Each day relates itself to the one preceding it, and to the one ahead, yet each is in itself unique, a whole bright coin to squander on in memory, to hoard. Each is a fresh beginning. I am aware that on our calendar spring doesn't arrive until the twenty-first, but for me it starts as soon as our brief, and often violent, February has shaken herself free from the chains of ice and gone her way for another year.
and goes on to say:
Downstairs in one huge wooden container there are two begonias, grown by Gussie, and forever flowering. One of these days they are going to grow right up through the living room ceiling and try to get into the sunroom above. They have a fascination for me, rather like Jack's Beanstalk and I love the flowers which bloom, fall, and bloom again, wearing the shapes of dark pink hearts.

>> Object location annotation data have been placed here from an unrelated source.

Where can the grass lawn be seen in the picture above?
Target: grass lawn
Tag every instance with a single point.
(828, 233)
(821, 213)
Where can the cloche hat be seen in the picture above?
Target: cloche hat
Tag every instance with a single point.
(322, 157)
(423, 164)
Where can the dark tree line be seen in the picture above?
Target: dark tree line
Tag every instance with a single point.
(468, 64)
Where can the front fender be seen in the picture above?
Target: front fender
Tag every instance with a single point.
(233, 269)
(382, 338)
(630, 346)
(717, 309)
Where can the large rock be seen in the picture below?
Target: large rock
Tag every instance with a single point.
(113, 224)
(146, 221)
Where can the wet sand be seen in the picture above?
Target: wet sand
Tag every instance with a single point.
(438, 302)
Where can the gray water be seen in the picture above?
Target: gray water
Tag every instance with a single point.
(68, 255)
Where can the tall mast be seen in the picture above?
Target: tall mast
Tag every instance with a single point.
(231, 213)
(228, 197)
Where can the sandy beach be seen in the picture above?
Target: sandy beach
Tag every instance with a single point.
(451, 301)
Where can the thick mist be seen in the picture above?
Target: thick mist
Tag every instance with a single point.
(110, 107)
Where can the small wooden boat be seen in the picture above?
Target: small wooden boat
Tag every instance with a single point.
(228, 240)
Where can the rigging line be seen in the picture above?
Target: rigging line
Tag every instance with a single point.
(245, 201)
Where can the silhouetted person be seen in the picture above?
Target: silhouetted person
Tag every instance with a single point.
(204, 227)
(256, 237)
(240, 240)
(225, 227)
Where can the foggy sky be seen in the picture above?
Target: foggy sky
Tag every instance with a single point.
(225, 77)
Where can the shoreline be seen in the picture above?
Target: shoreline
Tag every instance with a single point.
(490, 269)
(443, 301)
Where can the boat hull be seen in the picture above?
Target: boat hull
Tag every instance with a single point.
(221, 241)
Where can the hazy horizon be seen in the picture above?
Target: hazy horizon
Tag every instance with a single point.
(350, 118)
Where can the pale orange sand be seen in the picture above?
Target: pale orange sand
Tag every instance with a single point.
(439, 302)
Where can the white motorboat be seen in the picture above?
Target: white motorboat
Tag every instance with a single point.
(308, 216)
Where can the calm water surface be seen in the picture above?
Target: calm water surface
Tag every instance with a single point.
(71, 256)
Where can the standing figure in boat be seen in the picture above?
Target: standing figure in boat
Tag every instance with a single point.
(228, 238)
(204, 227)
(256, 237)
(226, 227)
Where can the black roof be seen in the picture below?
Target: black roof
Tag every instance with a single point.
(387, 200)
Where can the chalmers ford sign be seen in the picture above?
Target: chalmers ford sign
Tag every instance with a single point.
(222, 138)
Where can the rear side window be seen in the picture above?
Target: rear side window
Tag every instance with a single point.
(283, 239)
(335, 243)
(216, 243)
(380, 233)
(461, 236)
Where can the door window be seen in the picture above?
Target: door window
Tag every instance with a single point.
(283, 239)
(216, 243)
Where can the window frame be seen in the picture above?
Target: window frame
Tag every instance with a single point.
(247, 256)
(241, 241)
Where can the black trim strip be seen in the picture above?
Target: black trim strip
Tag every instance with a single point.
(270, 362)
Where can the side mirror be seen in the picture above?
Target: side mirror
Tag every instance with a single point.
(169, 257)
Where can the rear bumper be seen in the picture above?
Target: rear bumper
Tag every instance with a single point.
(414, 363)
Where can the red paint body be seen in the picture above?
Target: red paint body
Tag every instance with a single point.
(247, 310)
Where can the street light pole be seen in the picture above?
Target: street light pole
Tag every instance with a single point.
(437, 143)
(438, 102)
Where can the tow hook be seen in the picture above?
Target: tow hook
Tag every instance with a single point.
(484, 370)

They remind me that springtime really begins in the human heart, no matter how wintery things have been; in site of the ice-cold clutch of fear, the chilling reminder of grief, the ordinary day-by-day fatigue which clogs the wings of the mind like heavy snow, or the sensation which I often have of walking through the days and weeks, very delicately on terribly thin ice. But the heart's springtime still looks back to loveliness remembered, forward to happiness hoped for; and the sun within is that of the affection we give to others and receive from them; the inner light is the illumination of one's own citadel of spiritual security, a sort of conquering.